Why we have a gender pay gap
Most of the issues that contribute to NCHA's gender pay gap are reflected in the UK economy and are not unique to NCHA:
- Women are under-represented in more senior roles at NCHA. Our workforce on the date of the snapshot is made up of 67% women. Women occupy 64% of managerial roles, and the percentage of those at executive and senior leadership groups is 35.7%. This picture is replicated across the UK economy, as women are less likely to hold senior roles and more likely to be in frontline roles.
- Occupational segregation, which remains what we consider to be the main reason for our gender pay gap results. Women are over-represented in lower paid care roles in NCHA. This is reflected in the fact that women are over-represented in the lowest quartiles.
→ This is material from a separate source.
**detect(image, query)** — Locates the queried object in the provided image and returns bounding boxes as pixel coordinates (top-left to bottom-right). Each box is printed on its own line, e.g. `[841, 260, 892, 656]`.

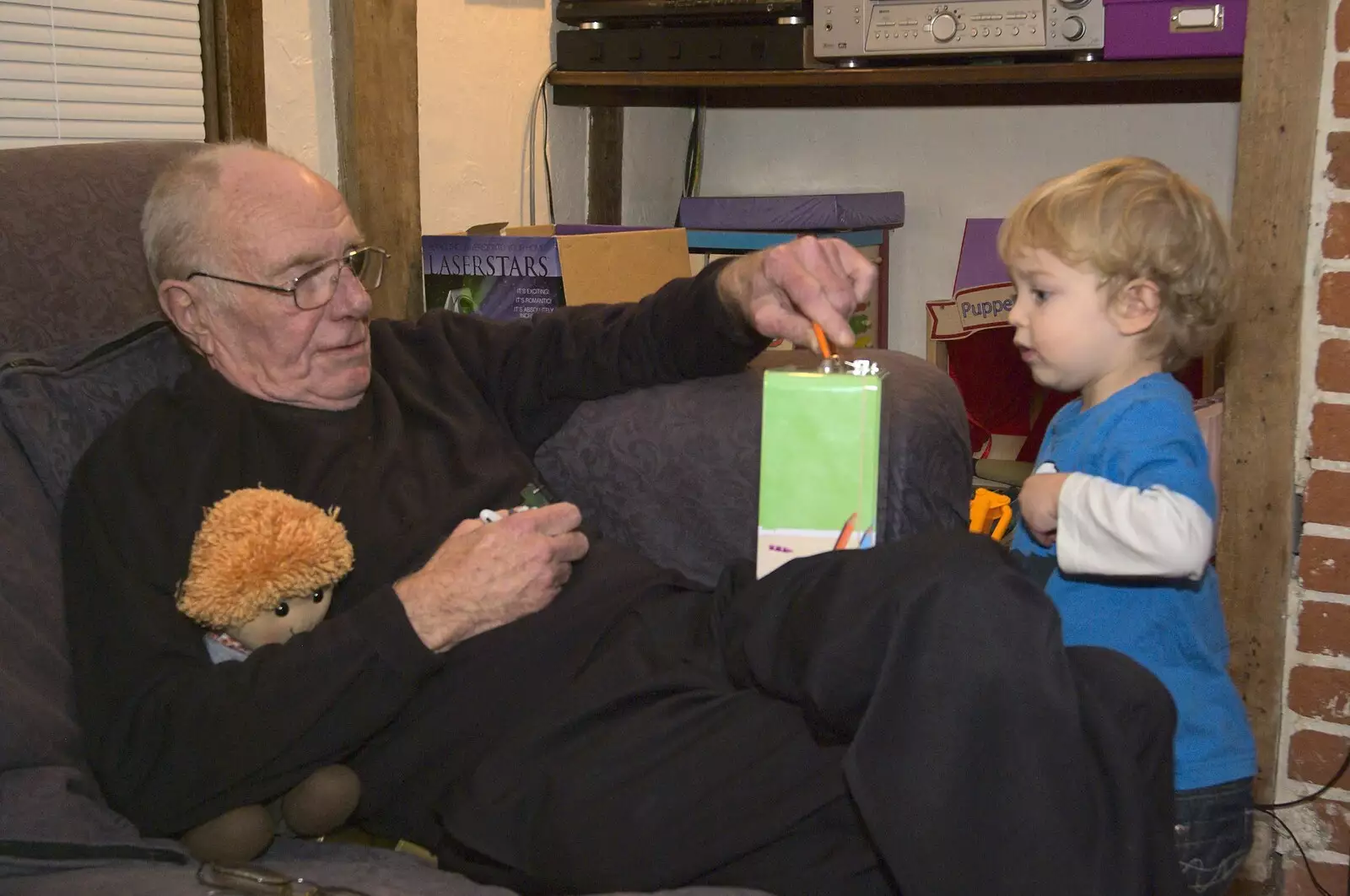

- More women than men are part time. We know from previous years that the number of jobs performed on a part time or zero hour basis is higher in the lower quartile (around 47%) compared to the upper quartile (19%). However this differential is reducing and the move towards hybrid working may positively impact employment choices and flexibility.
- Current pay arrangements: a review of the data by quartiles shows that our pay gaps are not just a female representation issue. We don’t have any pay gap in the lower quartiles. The gaps start in the upper quartile, with the biggest gaps being in the upper quartile. Application of percentage cost of living pay awards across the workforce will mean that the hourly rate increases more for those higher up the pay scale. Because we have fewer women and ethnically diverse colleagues represented at the higher levels (upper quartiles) this results in higher pay gaps.
The gender pay gap is different to equal pay
Equal pay deals with the pay differences between men and women who carry out the same jobs, similar jobs or work of equal value. It is unlawful to pay people unequally because they are a man or a woman. The gender pay gap shows the difference in the average pay between all men and women in a workforce.
NCHA is committed to the principle of equal opportunities and equal treatment for all colleagues, regardless of sex, race, religion or belief, age, marriage or civil partnership, pregnancy/maternity, sexual orientation, gender reassignment or disability. As such, we use a gender neutral job evaluation scheme to grade roles and determine pay.
Our gender pay gap is the result of the roles in which men and women work within the organisation and the salaries that these roles attract.
Across the UK economy, men are more likely than women to be in senior roles (especially very senior roles at the top of organisations), while women are more likely than men to be in frontline roles at the lower end of an organisation. Women are also more likely than men to have had breaks from work that have affected their career progression, for example to bring up children. Women are also more likely to work part time, and part time work is often concentrated at lower ends of the pay spectrum.
This pattern from the UK economy as a whole is reflected in the make-up of NCHA's workforce, where the majority of frontline colleagues are women, while the majority of line manager and senior manager roles are held by men.
Addressing the gender pay gap
Our actions to close the pay gap remain similar to those of previous years. The proposed steps to reduce the pay gaps over the next two years are as follows:
- Continue to target an increase in the representation of women and ethnically diverse colleagues in higher paid positions, including at managerial level, through use of initiatives like the Rooney Rule and diverse panels
- Increase the number of men working in care and support and women in property services through apprenticeships
- Ensure that development opportunities, such as leadership development and apprenticeships, have representative numbers of women and ethnically diverse colleagues on them
- Continue to use anonymised applicant data to reduce unconscious bias in recruitment
- Continue to monitor workforce data to understand the impact of our recruitment processes on appointments to people manager roles in relation to gender and ethnicity.
We will continue working with colleagues, trade unions, EDI Panel and relevant forums to achieve these goals.